59 in June... hard to believe I even made it this far.
Perhaps being born in 'The Year of the Tiger' gave me nine lives. I recall an incident in my 'high school daze' where some rich kid in the Coronado Shores invited a bunch of us to party at the family flat, which was on the 9th floor of that particular building. His parents were out of town, of course. I didn't like the guy very much, but I figured WTF, unlimited free alcohol. We went down there and drank a truckload of booze, and several of us weren't satisfied with the view from the balcony, so we climbed out on the unprotected ledge and roamed around. The ledge was 3' to 4' wide, slick concrete with a beveled edge, nothing to grab if one slipped & fell...
The following day, a good friend of mine told me I had been running on that ledge while hammered. I think back to that night, and it would've been so easy for my life to end right there... one slip, a 9-story fall, and yours truly splattered like a melon all over the terrace below. Learning about that incident scared me: I had no recollection of running on the ledge because I was wasted, but I knew how dangerous it could be, so I never went to that flat again. I'm not scared of heights either, I'm actually pretty comfortable, but that sort of drunken behavior is SO dangerous... I'm pretty sure I used up one of my nine lives on that night.

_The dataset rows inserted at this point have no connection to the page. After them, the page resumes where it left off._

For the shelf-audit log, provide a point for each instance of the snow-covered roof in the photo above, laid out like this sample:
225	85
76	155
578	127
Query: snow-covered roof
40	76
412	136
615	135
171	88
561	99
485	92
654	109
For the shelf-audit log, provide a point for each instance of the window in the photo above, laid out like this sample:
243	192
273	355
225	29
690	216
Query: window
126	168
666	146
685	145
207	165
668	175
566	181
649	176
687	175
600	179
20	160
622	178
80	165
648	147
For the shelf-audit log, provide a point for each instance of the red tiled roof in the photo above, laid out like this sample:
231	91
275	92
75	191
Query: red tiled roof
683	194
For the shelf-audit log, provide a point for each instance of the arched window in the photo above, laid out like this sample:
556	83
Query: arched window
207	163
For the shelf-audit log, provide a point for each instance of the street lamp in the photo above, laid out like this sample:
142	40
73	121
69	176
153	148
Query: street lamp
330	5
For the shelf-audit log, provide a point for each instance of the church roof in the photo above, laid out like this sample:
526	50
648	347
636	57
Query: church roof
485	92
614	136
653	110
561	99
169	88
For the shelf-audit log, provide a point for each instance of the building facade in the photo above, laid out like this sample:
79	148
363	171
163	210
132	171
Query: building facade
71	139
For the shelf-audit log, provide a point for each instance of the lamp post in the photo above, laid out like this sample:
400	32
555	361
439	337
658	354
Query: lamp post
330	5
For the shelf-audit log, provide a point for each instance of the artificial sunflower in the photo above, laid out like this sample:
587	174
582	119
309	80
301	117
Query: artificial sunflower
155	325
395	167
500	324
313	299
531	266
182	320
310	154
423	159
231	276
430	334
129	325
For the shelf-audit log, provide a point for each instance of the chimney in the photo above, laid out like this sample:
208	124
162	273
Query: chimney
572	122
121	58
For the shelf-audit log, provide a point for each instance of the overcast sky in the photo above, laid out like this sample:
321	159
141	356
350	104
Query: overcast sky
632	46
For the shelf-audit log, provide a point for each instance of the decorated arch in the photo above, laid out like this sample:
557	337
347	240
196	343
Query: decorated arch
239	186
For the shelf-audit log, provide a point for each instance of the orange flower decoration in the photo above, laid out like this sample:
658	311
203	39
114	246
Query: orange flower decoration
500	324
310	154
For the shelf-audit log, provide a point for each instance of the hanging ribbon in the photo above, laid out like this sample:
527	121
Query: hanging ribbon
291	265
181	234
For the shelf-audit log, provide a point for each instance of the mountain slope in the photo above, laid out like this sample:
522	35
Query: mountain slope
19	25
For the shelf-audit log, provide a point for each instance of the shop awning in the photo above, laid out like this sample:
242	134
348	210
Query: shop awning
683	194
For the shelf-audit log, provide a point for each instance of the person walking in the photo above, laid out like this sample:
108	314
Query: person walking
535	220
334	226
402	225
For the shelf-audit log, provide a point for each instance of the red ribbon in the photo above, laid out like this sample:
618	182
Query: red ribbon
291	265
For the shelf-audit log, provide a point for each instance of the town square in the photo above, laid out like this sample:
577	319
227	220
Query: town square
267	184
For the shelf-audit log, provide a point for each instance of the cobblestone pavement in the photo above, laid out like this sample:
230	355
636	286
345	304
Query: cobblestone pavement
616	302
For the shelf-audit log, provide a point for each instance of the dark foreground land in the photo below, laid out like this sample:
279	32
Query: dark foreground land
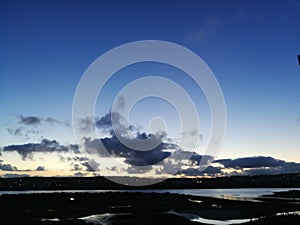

On a similar note, we lost one of our classmates when he fell from the Bay Bridge... all of us used to climb around the chain-link fence collar on the service catwalk underneath the bridge, and make our way out to the center of the span to party and check out the views. One crazy fool even rode his motorcycle on the catwalk before bridge workers started locking the gate, a dirt bike small enough to fit between the railings. That was some crazy $h!t. But that dude who died, he fell from the chain-link collar, which wasn't even over water yet, so he fell onto some rip-rap boulders near the base of the 2nd pier. It was only a drop of 40' or so, but that's all it takes when you're falling onto jagged rock. Nowadays, there's greater security on the bridge... post-9/11.